There were some encouraging trends this year, a few interesting side notes and at least one emerging question which wonders if we are missing a larger point about getting value out of all this data by maniacally storing and “processing” it. As one speaker said it “the limited business value stems from a lack of creativity and vision in understanding how to *use* data to accomplish *new and different* things.”
Our own nagging concern is that many applications require a more event-driven and real-time approach to gathering and leveraging data versus storing, staging, integrating and finally analyzing. Widespread adoption of technologies like Hadoop provokes the old saw – “when you are carrying a hammer everything looks like a nail” approach to projects.
Here are the main takeaways from the event for me:
- There is a **concerted movement “up the stack” to deal better with semantics** and higher-order data like social connections and networks. Vendors touting speeds and feed are still around but more companies see that as the commodity that it is. Many of the companies plying this part of the data stack are private but both **Qlik (QLIK $26.16)** and recent-IPO **Varonis (VRNS $33.39)** are two companies at least touching some of the right parts of the market.
- Data scientists are still in short supply and running projects at scale is still hard. But the **bigger governor on growth may be leaders who really “get data” as their primary method of developing business**. For example private companies like Uber and AirBnB are clearly leveraging data in a profound way relative to their competition. Another recently-public name, **Zulily (ZU $51.43)**, has implemented personalization at a whole new level by customizing web and email content dynamically at the individual user level. We expect everyone will want or need to do this soon.
- The **need for speed is shifting from server-based processing to the client side**. It might *sound* obvious but this one is big.
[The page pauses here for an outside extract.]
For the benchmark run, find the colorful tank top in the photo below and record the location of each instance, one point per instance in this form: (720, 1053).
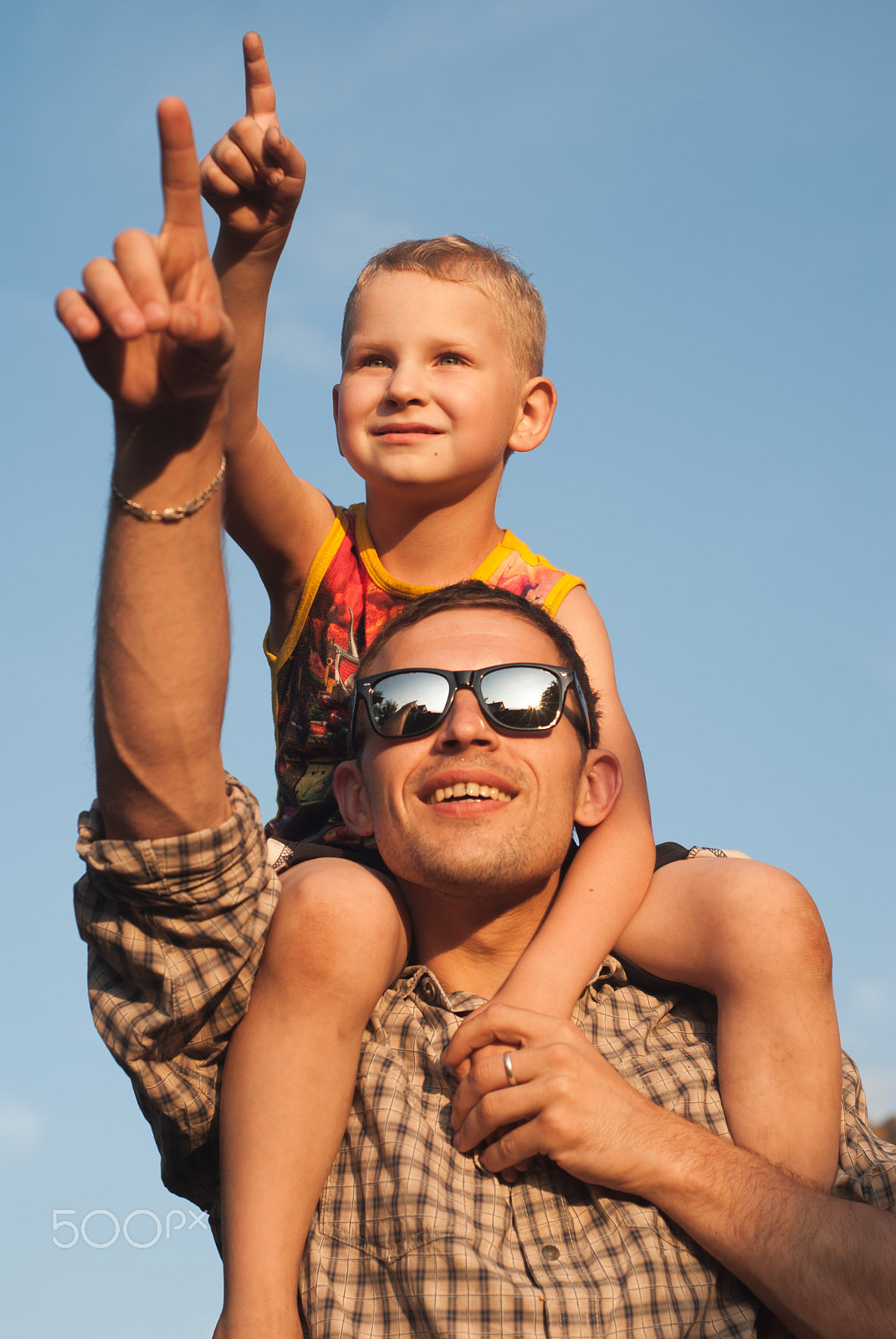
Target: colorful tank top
(347, 598)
Your iPhone and Galaxy already have a lot of processing power, wait another few years and imagine what you’ll be carrying around. One private company, New Relic, is generalizing their application analytics to a more full stack offering and adding more “intelligence” to the feature set. It calls into question how modern the hyped **Splunk (SPLK $66.36)** platform is and whether or not they deserve their $8B market value (on $405M in estimated revenues for 2014.)
- Subsegments like visualization from leaders like **Tableau Software (DATA $71.81)** continue to get strong interest but we remain convinced that few if any really solve the collaboration challenge in working with data and decision making. There’s still **too much “wizard” mentality in the use cases**.
Our confidence in the market needing much better “small data” tools has gone up further after this event. We know from our own recent development efforts that very valuable intelligence is available with relatively simple but highly integrative processing methods. In talking about it with others we definitely saw lights go on but all of them said they’d be unable to pursue it because it was too far from their core product which aimed more at size, scale and diversity of data.
Some of the infrastructure needed to enable these new applications is forming from a variety of slightly unlikely sources including cloud storage vendors like Dropbox, simple automation platforms like Zapier, non-relational information storage tools like MongoDB and alternative cloud-based development frameworks like Meteor.